Сейчас он разорвет Элеонору, раскидает кишки по этим настенным плакатам: «Процент шизофрении среди ученых, студентов, рабочих, домохозяек».

Опять амок.

Стой, Голубев! Стоять!

«Процент шизофрении…»

Да, эту Олю доктор уже любил! И он обрадовался. Не грядущему увольнению девушки, а тому, что он пожалел ее, медсестру Синицыну, ночного воробушка. Сейчас остро пожалел. И еще обрадовался тому, что дурное его состояние, продолжавшееся лет пять уже, неожиданно отодвинулось. Ему стало интересно: уволит ли Элеонора Васильевна Лазарева О.Т. Синицыну?

Уволит? Он устроит концерт по заявкам радиослушателей и телезрителей одновременно. Голубев понял, что постепенно он стал оживать. Да неужели он любил, любит этот комочек с золотыми глазами? Он ведь давно никого… Был тыквой.

Иван Дмитриевич, шаркнув туфлей, поблагодарил заведующую, глядя ей в лицо:

– Чуткость и бдительность, чистота помыслов, Элеонора Васильевна, вот что отличает вас от новых женщин и всего нового мира.

Он увидел, как слезает с нее змеиный оползок улыбки и лицо одевается в страх. Да, именно так выглядит страх. Страх с намыленной, причипуренной «орифлеймом» улыбкой.

– Не паясничайте! – пробормотала заведующая.
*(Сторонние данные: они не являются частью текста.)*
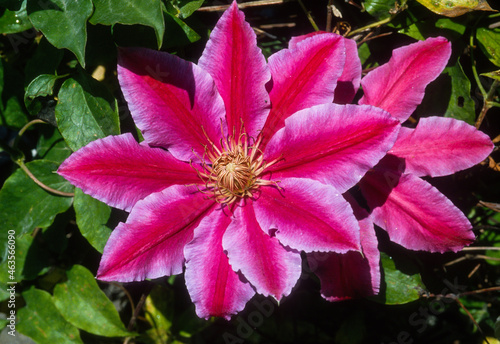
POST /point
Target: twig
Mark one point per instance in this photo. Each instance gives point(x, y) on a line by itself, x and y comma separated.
point(220, 8)
point(473, 320)
point(329, 16)
point(21, 164)
point(308, 14)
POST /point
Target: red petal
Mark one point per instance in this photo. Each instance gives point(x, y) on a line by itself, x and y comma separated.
point(173, 102)
point(398, 86)
point(440, 146)
point(239, 70)
point(303, 77)
point(307, 215)
point(267, 265)
point(119, 171)
point(216, 290)
point(333, 144)
point(414, 213)
point(150, 244)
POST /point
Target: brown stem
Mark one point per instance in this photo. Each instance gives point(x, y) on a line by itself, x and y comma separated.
point(42, 185)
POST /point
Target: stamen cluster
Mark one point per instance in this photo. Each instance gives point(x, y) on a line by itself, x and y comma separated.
point(232, 172)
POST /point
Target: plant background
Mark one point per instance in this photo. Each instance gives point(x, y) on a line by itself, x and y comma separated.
point(58, 73)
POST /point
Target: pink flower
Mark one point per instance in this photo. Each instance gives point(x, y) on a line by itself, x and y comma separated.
point(243, 165)
point(413, 212)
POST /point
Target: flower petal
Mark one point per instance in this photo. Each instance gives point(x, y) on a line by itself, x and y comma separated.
point(349, 275)
point(239, 70)
point(304, 76)
point(216, 290)
point(119, 171)
point(348, 83)
point(174, 103)
point(150, 244)
point(307, 215)
point(267, 265)
point(415, 214)
point(398, 86)
point(333, 144)
point(440, 146)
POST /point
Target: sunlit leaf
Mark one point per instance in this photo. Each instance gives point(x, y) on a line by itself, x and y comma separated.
point(71, 18)
point(86, 111)
point(400, 287)
point(91, 218)
point(158, 311)
point(83, 304)
point(12, 113)
point(489, 42)
point(493, 75)
point(41, 321)
point(41, 86)
point(455, 8)
point(25, 205)
point(15, 21)
point(129, 12)
point(461, 105)
point(380, 9)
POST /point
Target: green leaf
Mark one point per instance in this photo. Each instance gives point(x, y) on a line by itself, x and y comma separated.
point(380, 9)
point(25, 205)
point(71, 19)
point(159, 310)
point(400, 287)
point(455, 8)
point(41, 86)
point(83, 304)
point(130, 12)
point(497, 328)
point(489, 42)
point(495, 75)
point(45, 60)
point(183, 8)
point(461, 105)
point(180, 32)
point(15, 21)
point(86, 111)
point(12, 5)
point(12, 113)
point(91, 218)
point(51, 145)
point(41, 321)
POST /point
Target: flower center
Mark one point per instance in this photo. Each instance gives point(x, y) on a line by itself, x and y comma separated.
point(233, 172)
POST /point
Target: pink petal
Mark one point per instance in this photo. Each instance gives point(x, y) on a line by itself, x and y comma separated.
point(304, 76)
point(239, 70)
point(173, 102)
point(349, 275)
point(415, 214)
point(398, 86)
point(333, 144)
point(440, 146)
point(119, 171)
point(268, 266)
point(150, 244)
point(216, 290)
point(307, 215)
point(348, 83)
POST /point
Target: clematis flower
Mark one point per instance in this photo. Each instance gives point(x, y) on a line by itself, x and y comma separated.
point(413, 212)
point(243, 165)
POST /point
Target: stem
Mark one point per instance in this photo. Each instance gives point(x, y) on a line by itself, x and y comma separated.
point(329, 16)
point(23, 129)
point(311, 20)
point(473, 64)
point(376, 24)
point(39, 183)
point(487, 103)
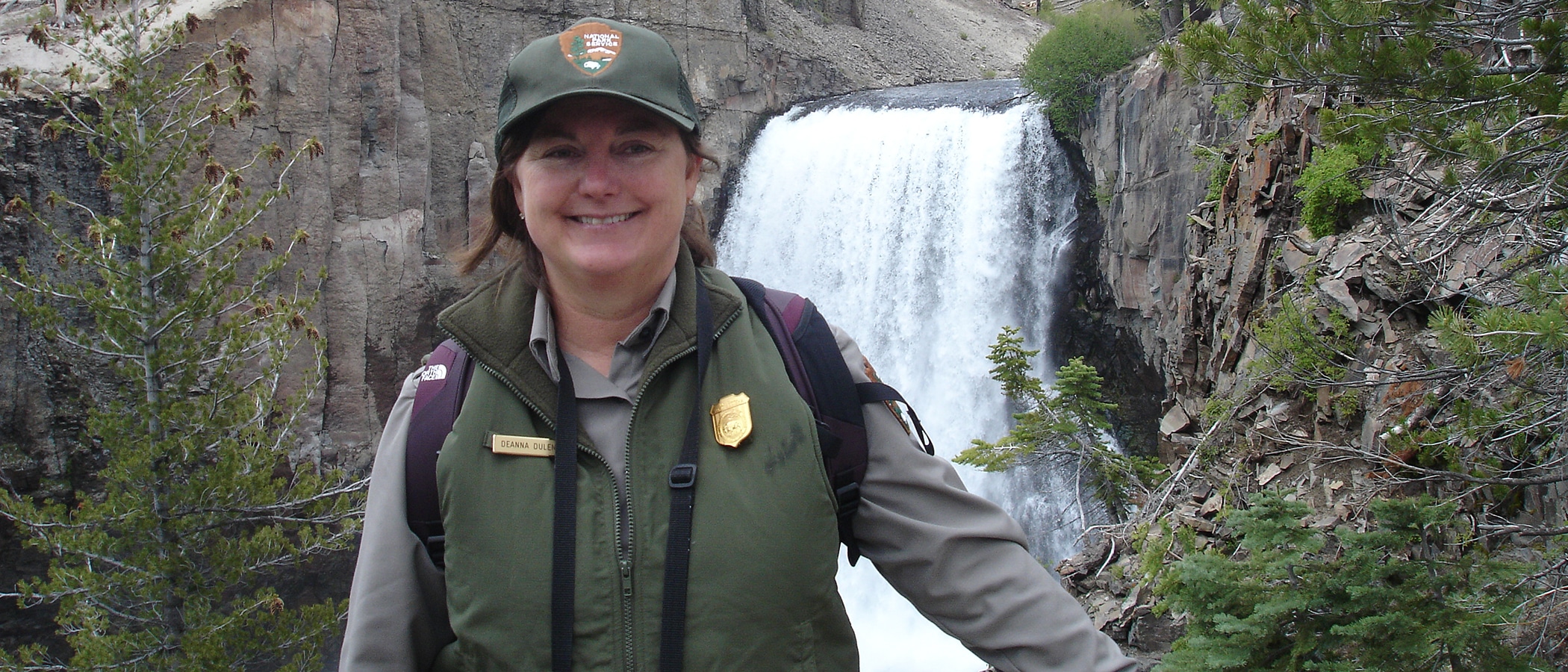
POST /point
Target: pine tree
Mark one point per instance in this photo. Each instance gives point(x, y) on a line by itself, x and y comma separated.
point(190, 302)
point(1454, 115)
point(1065, 420)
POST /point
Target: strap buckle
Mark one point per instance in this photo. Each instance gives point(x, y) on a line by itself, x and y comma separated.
point(682, 475)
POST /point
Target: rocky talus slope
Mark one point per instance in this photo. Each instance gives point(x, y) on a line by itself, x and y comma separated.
point(1194, 264)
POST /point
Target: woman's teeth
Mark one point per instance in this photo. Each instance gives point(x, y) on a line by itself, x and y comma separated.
point(610, 220)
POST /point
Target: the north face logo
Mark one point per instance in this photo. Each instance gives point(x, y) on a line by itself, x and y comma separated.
point(591, 47)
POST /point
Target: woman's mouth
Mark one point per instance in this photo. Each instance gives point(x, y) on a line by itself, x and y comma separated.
point(601, 221)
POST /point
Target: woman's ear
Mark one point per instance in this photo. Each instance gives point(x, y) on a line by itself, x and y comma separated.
point(694, 174)
point(516, 190)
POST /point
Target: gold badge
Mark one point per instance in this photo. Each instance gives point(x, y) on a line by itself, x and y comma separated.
point(732, 420)
point(591, 47)
point(527, 447)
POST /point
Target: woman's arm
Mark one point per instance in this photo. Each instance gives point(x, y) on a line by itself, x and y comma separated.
point(397, 609)
point(963, 561)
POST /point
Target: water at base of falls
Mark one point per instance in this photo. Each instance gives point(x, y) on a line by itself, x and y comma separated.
point(921, 232)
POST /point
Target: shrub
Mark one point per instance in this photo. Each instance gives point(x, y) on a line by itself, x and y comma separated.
point(1328, 188)
point(1092, 43)
point(1407, 596)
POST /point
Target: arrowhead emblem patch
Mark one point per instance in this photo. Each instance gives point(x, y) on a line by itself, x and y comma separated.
point(590, 47)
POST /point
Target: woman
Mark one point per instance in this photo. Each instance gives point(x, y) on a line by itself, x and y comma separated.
point(612, 337)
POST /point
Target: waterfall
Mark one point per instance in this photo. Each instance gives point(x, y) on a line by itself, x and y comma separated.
point(921, 221)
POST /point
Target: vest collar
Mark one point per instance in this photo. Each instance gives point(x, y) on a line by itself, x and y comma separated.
point(494, 322)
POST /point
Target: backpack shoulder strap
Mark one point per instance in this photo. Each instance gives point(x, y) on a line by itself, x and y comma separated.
point(819, 373)
point(436, 405)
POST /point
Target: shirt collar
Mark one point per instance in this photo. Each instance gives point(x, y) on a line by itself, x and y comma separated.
point(541, 340)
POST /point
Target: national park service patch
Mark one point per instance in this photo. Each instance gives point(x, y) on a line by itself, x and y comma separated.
point(590, 47)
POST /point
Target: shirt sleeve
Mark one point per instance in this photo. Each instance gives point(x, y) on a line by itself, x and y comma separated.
point(963, 561)
point(397, 606)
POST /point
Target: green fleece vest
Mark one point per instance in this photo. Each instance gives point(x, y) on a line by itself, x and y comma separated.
point(764, 541)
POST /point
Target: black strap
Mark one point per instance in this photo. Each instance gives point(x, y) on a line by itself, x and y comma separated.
point(563, 556)
point(874, 392)
point(682, 486)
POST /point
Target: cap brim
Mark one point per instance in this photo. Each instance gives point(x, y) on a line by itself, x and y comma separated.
point(518, 118)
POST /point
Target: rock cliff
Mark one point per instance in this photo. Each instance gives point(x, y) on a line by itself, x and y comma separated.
point(402, 94)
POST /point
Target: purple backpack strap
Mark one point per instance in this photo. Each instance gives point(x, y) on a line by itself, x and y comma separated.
point(816, 367)
point(436, 403)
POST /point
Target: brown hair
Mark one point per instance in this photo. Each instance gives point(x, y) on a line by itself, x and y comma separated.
point(507, 234)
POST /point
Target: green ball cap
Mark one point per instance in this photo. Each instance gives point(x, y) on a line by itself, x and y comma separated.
point(597, 57)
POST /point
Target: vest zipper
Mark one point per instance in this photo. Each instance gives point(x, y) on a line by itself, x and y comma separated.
point(626, 561)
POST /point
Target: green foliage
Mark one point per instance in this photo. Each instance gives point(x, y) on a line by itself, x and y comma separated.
point(1217, 164)
point(1095, 41)
point(175, 560)
point(1068, 419)
point(1328, 187)
point(1304, 343)
point(1408, 596)
point(1519, 353)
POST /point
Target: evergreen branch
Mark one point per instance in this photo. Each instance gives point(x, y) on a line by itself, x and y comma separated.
point(1525, 532)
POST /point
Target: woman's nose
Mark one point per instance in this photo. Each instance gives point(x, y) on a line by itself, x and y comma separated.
point(600, 178)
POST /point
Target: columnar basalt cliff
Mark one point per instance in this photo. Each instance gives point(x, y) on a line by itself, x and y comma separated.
point(402, 94)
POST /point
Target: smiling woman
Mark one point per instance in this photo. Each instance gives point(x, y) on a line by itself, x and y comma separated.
point(614, 361)
point(604, 185)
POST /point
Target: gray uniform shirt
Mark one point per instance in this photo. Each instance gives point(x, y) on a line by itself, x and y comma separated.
point(959, 558)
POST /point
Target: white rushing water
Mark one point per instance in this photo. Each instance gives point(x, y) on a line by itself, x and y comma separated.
point(921, 232)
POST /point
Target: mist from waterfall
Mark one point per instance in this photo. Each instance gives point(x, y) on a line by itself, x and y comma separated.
point(921, 232)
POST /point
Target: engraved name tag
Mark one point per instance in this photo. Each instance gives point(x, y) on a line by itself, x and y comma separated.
point(527, 447)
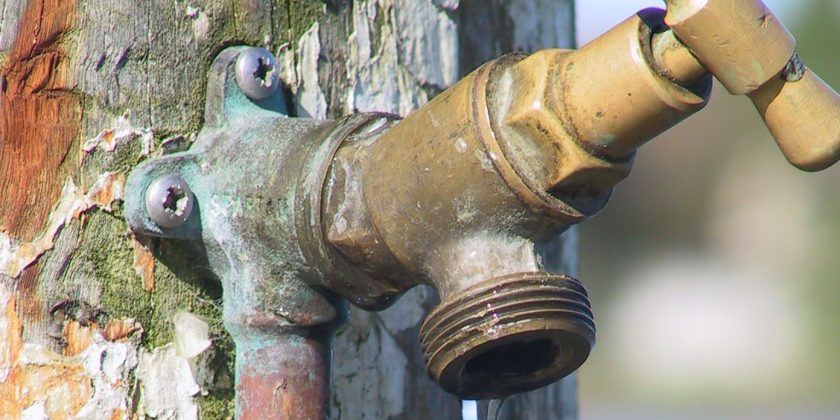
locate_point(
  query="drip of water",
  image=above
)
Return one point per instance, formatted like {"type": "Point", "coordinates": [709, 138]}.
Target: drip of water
{"type": "Point", "coordinates": [489, 409]}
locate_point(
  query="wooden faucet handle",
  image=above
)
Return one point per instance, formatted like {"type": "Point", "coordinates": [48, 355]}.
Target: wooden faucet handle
{"type": "Point", "coordinates": [751, 52]}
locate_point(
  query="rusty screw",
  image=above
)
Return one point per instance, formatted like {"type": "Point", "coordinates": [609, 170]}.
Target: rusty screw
{"type": "Point", "coordinates": [256, 73]}
{"type": "Point", "coordinates": [169, 201]}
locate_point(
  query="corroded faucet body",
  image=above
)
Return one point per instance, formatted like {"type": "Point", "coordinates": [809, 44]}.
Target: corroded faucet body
{"type": "Point", "coordinates": [297, 215]}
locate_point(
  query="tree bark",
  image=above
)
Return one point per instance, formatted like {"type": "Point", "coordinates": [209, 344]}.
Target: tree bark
{"type": "Point", "coordinates": [98, 322]}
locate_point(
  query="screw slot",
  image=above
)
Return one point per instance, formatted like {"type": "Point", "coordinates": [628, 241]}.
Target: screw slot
{"type": "Point", "coordinates": [169, 201]}
{"type": "Point", "coordinates": [256, 73]}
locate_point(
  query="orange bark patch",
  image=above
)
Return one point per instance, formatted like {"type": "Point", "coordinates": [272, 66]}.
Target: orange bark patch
{"type": "Point", "coordinates": [118, 329]}
{"type": "Point", "coordinates": [60, 384]}
{"type": "Point", "coordinates": [39, 118]}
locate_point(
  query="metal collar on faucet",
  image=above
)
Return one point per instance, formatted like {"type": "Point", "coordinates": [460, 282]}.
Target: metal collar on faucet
{"type": "Point", "coordinates": [296, 215]}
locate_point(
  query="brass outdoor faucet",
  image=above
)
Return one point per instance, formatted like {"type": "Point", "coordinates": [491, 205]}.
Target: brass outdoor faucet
{"type": "Point", "coordinates": [461, 195]}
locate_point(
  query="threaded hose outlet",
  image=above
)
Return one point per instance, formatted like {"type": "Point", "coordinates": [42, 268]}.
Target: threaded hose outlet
{"type": "Point", "coordinates": [509, 334]}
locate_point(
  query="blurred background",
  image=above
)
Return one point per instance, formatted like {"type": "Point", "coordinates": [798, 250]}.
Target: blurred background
{"type": "Point", "coordinates": [714, 270]}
Рядом с кабинетом Элеоноры толпятся, их вывели на завтрак, пациенты, «ребятушки» – его «шизики», «параноята», «синдромята», «фобията». Вон – Синев. Он считает себя великим писателем. У него в пижаме блокнот с аккуратно накрученным пружинкой почерка систематизированным бредом. Строчит «Записки Кота МУРа». О московском уголовном розыске. Блокнот подписан К.А. Синев, Т.-А. Гофман. Вон – Таганцев. Он боится инопланетян. И один вопрос мучает Таганцева: «Прилетели – не прилетели». Мать его привезла. Нашла под Кущевкой. Он там во ржи ночевал, считал умятые кольца. Вон – Васечка Чуев. В марте ему нравилось курить коноплю, нравилось все больше и больше. Мартовские иды. Докурился, мозги, как кисель. Вон – Елкин, Ван Гог. Здравый студентикус, косящий под шизофреника. А там, в коридоре – доктор Арбузов. Петр Арефьевич размахивает руками, доказывая что-то щекастому санитару Москвичеву – Москвичу. И у санитара болезнь, – геронтофобия[31]. Потому и ненавидит стариков. «Была бы, говорит, у меня бомба, я бы пробрался в стардом да в кружочек этих пердунов запустил».

Все «ребятушки» поголовно всегда стреножены, препараты тормозят их. У них – другие глаза. Двигаются по-разному, кто шаркает, кто рывками, кто вразвалку. Пиноккио в бриджах. И все же они чрезвычайно милы, и еще неясно, где находится сумасшедший дом, здесь или за оградой, возле каштанов и катальп, трамваев и ораторских кафедр? Там давно уже потеряли твердую походку.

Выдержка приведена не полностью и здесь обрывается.